15) \(y=(3x^2+3x−1)^4\)
16) \(y=(5−2x)^{−2}\)
- Answer
- \(\dfrac{dy}{dx}=\dfrac{4}{(5−2x)^3}\)
17) \(y=\cos^3(πx)\)
18) \(y=(2x^3−x^2+6x+1)^3\)
- Answer
- \(\dfrac{dy}{dx}=6(2x^3−x^2+6x+1)^2⋅(3x^2−x+3)\)
19) \(y=\dfrac{1}{\sin^2(x)}\)
20) \(y=\big(\tan x+\sin x\big)^{−3}\)
- Answer
- \(\dfrac{dy}{dx}=−3\big(\tan x+\sin x\big)^{−4}⋅(\sec^2x+\cos x)\)
21) \(y=x^2\cos^4x\)
22) \(y=\sin(\cos 7x)\)
- Answer
- \(\dfrac{dy}{dx}=−7\cos(\cos 7x)⋅\sin 7x\)
23) \(y=\sqrt{6+\sec πx^2}\)
24) \(y=\cot^3(4x+1)\)
- Answer
- \(\dfrac{dy}{dx}=−12\cot^2(4x+1)⋅\csc^2(4x+1)\)
25) Let \(y=\big[f(x)\big]^3\) and suppose that \(f′(1)=4\) and \(\frac{dy}{dx}=10\) for \(x=1\). Find \(f(1)\).
26) Let \(y=\big(f(x)+5x^2\big)^4\) and suppose that \(f(−1)=−4\) and \(\frac{dy}{dx}=3\) when \(x=−1\). Find \(f′(−1)\)
- Answer
- \(f′(−1)=10\frac{3}{4}\)
27) Let \(y=(f(u)+3x)^2\) and \(u=x^3−2x\). If \(f(4)=6\) and \(\frac{dy}{dx}=18\) when \(x=2\), find \(f′(4)\).
28) [T] Find the equation of the tangent line to \(y=−\sin(\frac{x}{2})\) at the origin. Use a calculator to graph the function and the tangent line together.
- Answer
- \(y=-\frac{1}{2}x\)
29) [T] Find the equation of the tangent line to \(y=\left(3x+\frac{1}{x}\right)^2\) at the point \((1,16)\). Use a calculator to graph the function and the tangent line together.
30) Find the \(x\) -coordinates at which the tangent line to \(y=\left(x−\frac{6}{x}\right)^8\) is horizontal.
- Answer
- \(x=±\sqrt{6}\)
31) [T] Find an equation of the line that is normal to \(g(θ)=\sin^2(πθ)\) at the point \(\left(\frac{1}{4},\frac{1}{2}\right)\).
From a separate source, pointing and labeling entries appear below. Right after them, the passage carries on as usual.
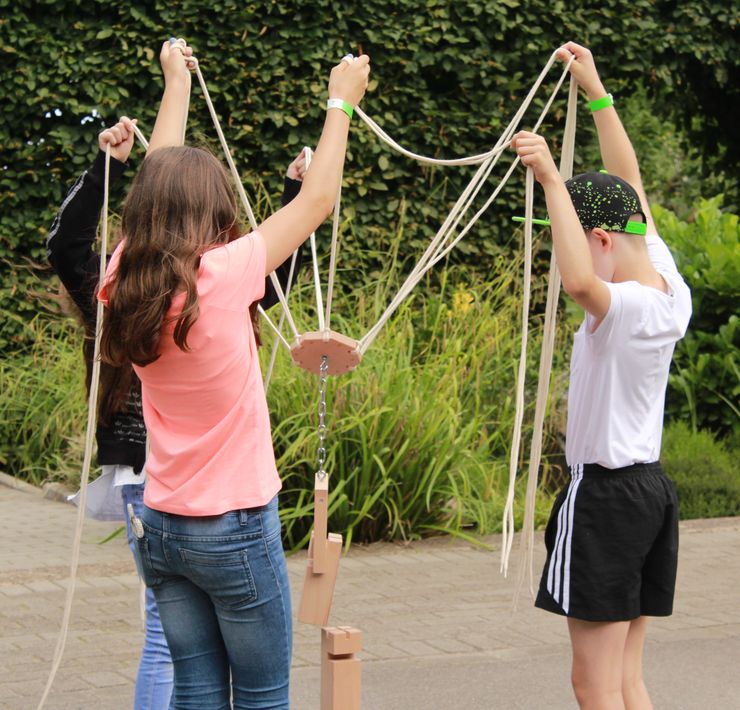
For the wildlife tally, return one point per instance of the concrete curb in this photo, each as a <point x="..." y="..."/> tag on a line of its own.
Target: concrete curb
<point x="50" y="491"/>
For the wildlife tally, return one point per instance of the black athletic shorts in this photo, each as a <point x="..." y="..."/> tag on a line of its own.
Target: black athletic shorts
<point x="612" y="545"/>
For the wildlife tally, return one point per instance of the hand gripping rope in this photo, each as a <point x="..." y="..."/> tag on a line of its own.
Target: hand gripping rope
<point x="327" y="352"/>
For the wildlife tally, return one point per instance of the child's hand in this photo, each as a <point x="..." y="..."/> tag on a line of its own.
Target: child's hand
<point x="534" y="153"/>
<point x="120" y="137"/>
<point x="173" y="59"/>
<point x="348" y="80"/>
<point x="297" y="169"/>
<point x="583" y="68"/>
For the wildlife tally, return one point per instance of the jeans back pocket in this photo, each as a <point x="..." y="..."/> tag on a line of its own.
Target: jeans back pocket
<point x="225" y="576"/>
<point x="143" y="560"/>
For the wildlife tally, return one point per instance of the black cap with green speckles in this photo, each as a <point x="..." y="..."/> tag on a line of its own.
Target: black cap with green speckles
<point x="606" y="201"/>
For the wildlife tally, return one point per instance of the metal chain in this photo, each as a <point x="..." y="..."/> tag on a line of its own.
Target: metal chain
<point x="323" y="377"/>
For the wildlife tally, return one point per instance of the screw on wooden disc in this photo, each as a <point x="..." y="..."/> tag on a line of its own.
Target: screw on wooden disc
<point x="343" y="352"/>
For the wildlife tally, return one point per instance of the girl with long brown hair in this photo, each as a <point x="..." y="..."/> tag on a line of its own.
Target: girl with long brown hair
<point x="178" y="293"/>
<point x="120" y="434"/>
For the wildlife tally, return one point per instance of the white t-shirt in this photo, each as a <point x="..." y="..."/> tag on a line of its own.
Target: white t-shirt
<point x="619" y="372"/>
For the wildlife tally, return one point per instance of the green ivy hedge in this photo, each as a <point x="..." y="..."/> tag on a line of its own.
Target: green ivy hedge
<point x="446" y="78"/>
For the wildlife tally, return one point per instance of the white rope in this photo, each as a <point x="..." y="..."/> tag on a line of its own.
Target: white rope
<point x="508" y="522"/>
<point x="435" y="252"/>
<point x="273" y="354"/>
<point x="240" y="189"/>
<point x="89" y="441"/>
<point x="315" y="259"/>
<point x="333" y="256"/>
<point x="526" y="547"/>
<point x="273" y="326"/>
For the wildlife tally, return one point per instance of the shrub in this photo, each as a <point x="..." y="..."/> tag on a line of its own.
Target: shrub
<point x="704" y="385"/>
<point x="705" y="472"/>
<point x="419" y="434"/>
<point x="447" y="76"/>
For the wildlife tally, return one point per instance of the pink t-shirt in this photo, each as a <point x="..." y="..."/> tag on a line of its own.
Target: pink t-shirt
<point x="205" y="409"/>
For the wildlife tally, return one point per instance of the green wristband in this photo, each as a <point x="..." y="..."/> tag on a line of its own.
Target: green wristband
<point x="340" y="104"/>
<point x="636" y="228"/>
<point x="603" y="102"/>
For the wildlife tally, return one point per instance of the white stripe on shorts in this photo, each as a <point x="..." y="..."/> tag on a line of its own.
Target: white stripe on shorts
<point x="568" y="541"/>
<point x="563" y="537"/>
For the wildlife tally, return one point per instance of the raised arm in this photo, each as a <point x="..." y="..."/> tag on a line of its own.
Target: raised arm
<point x="169" y="128"/>
<point x="617" y="153"/>
<point x="291" y="225"/>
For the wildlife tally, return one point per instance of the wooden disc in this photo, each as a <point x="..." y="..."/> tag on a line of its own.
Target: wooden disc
<point x="342" y="352"/>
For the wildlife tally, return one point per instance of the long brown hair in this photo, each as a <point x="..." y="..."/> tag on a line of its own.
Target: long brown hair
<point x="180" y="204"/>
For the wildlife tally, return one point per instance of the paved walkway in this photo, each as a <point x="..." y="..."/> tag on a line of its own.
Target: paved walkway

Use a calculator to graph the function and the normal line together.
For exercises 32 - 39, use the information in the following table to find \(h′(a)\) at the given value for \(a\).
\(x\) | \(f(x)\) | \(f'(x)\) | \(g(x)\) | \(g'(x)\) |
0 | 2 | 5 | 0 | 2 |
1 | 1 | −2 | 3 | 0 |
2 | 4 | 4 | 1 | −1 |
3 | 3 | −3 | 2 | 3 |
32) \(h(x)=f\big(g(x)\big);\quad a=0\)
- Answer
- \(h'(0) = 10\)
33) \(h(x)=g\big(f(x)\big);\quad a=0\)
34) \(h(x)=\big(x^4+g(x)\big)^{−2};\quad a=1\)
- Answer
- \(h'(1) = −\frac{1}{8}\)
35) \(h(x)=\left(\dfrac{f(x)}{g(x)}\right)^2;\quad a=3\)
36) \(h(x)=f\big(x+f(x)\big);\quad a=1\)
- Answer
- \(h'(1) = −4\)
37) \(h(x)=\big(1+g(x)\big)^3;\quad a=2\)
38) \(h(x)=g\big(2+f(x^2)\big);\quad a=1\)
- Answer
- \(h'(1) = −12\)
39) \(h(x)=f\big(g(\sin x)\big);\quad a=0\)
40) [T] The position function of a freight train is given by \(s(t)=100(t+1)^{−2}\), with \(s\) in meters and \(t\) in seconds. At time \(t=6\) s, find the train’s
a. velocity and
b. acceleration.
c. Considering your results in parts a. and b., is the train speeding up or slowing down?
- Answer
- a. \(v(6) = −\frac{200}{343}\) m/s,
b. \(a(6) = \frac{600}{2401}\;\text{m/s}^2,\)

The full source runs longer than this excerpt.